Surely it is the archetypal Christmas tale and one of the most widely adapted works. Off the top of my head, I can think of versions from 1938, ’51, ’70, ’84, and 2009, not to mention countless retellings by Disney, Mr. Magoo, the Muppets, and Bill Murray no less.

We all know at least a little of the legend of Ebenezer Scrooge, and we can come up with a rough composite of what he must be like. He’s money-grubbing, has no spirit, and hates Christmas. If you say any of this you would be, in fact, most heartily correct, but there’s so much more to his character and his story. It’s far more universal than perhaps I would even give it credit for.

The narrative is beautifully elongated with the device of the three specters represented by the Ghosts of Christmas Past, Present, and Future respectively. Of course, it takes the apparition of his long-deceased partner Jacob Marley to scare Ebenezer out of the status quo — out of exactly the kind of person we assume him to be. But the key is he wasn’t always about the “humbugs” and lack of charity towards the poor and needy.

We learn about his story more in depth by the illumination of the first ghost. Scrooge began, a relatively humble young man, but his sister Fan had great affection for him, and he found a young woman named Anne, who loved him in spite of his lowly status. Money did not define their happiness — in fact, they were happier without it. But the way of the world back then was, and still is now, the pursuit of happiness by way of money. In a sense, although Scrooge greatly admired his generous employer Fezziwig, he became scared by the ways of the world. Once joining forces with another ambitious gentleman Jacob Marley, the two of them pressed their advantages when necessary and expanded their assets exponentially. The sweet, savory call of money quickly seduced them and as a result hardened their hearts. You see in the moments where Scrooge loses his sister and breaks off his engagement, that they are so emotionally charged even in the present. He hasn’t quite found a way to alleviate the pain because not even money can satiate that hurt.
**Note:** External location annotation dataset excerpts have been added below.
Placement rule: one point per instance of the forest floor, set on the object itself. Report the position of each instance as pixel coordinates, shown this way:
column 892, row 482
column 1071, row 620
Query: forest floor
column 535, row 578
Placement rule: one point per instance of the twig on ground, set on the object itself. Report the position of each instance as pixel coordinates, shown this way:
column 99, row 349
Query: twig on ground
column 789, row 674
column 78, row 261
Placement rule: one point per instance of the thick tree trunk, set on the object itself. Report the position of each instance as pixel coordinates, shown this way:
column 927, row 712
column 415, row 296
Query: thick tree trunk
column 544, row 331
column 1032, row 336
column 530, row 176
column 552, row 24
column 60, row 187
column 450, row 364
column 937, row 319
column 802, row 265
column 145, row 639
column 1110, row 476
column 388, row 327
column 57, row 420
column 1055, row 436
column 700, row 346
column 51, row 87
The ghost of Christmas present shows him the inside of the humble Cratchit home, bringing to mind his previous comments about prisons and workhouses — as one of their foremost supporters. But the Cratchits, and specifically young Tiny Tim give a humanity to the common man like he has never seen before. He realizes that he has failed miserably in doing one of the most basic things — loving his fellow man and taking care of the widows and orphans. Scrooge still clings to the most poisonous belief that he is too far gone and he cannot be redeemed. That’s why what the Ghost of Christmas Yet to Come shows him scares him the most. The pictures he sees ahead of him are haunting and all too real, but it makes his opportunity at a second chance all the sweeter.
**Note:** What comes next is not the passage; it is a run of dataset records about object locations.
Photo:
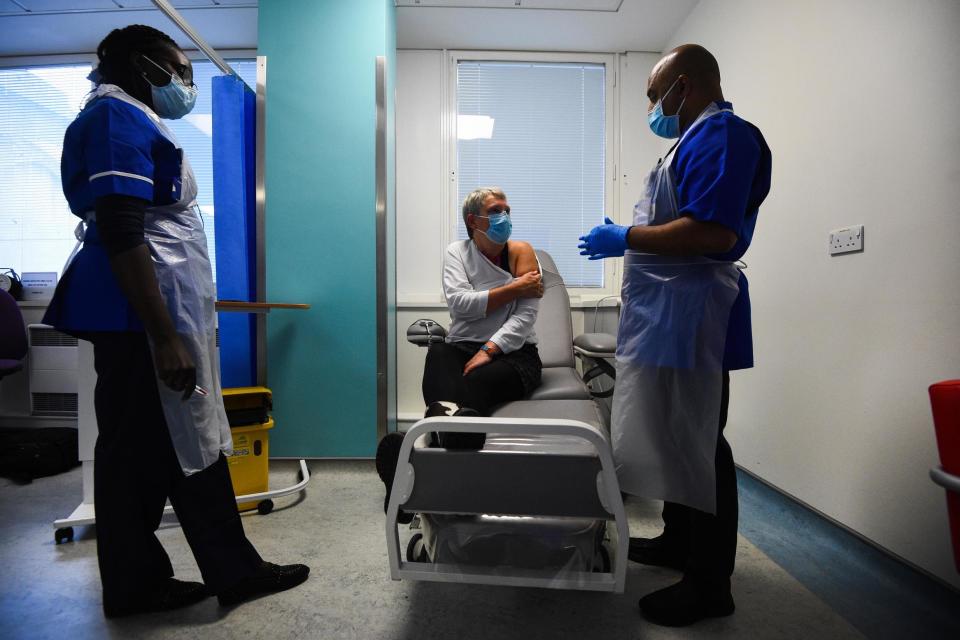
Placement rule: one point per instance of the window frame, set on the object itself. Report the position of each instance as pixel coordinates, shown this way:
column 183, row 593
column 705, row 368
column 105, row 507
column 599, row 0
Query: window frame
column 611, row 268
In truth, when Scrooge wakes up from his dream-filled slumber he’s giddy almost to the point of insanity, but Alastair Sim is so brilliant to play his part that way. His character change is so radical because his paradigm has been completely overturned. It shows in how he interacts with his world whether it’s his housekeeper, a lad on the street, his nephew, or even the long-suffering Bob Cratchit. Ebenezer Scrooge represents the hope of Christmas when mankind begins living for their fellow man instead of all the fortunes in the world that will only grow old and dusty. Thus, before calling someone “a Scrooge,” it is best to take note of what you’re saying and then get the whole story. People are a lot more complex than we often give them credit for. That becomes obvious even in this streamlined Christmas classic of only 86 minutes.

4/5 Stars

The Bishop’s Wife (1947)

Cary_and_the_Bishop's_Wife_posterAlthough its theology probably isn’t sound, rather like It’s a Wonderful Life, The Bishop’s Wife nevertheless utilizes its central plotting device wonderfully.
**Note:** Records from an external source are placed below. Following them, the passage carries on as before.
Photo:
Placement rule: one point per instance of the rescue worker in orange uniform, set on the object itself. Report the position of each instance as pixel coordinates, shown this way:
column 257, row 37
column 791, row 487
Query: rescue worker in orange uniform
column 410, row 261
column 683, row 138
Imagine if on a whim an angel came to your rescue, and then imagine that the angel is named Dudley and looks and acts like none other than Cary Grant. In this case, the person in need is a distraught Bishop named Henry Brougham (David Niven). He is right in the middle of a major undertaking to build a new cathedral, and his primary benefactor Mrs. Hamilton (Gladys Cooper) is being a thorn in his side. The building project has consumed all his time and efforts, causing him to neglect his radiant wife Julia (Loretta Young), their little daughter Debbie, and the people from their old parish.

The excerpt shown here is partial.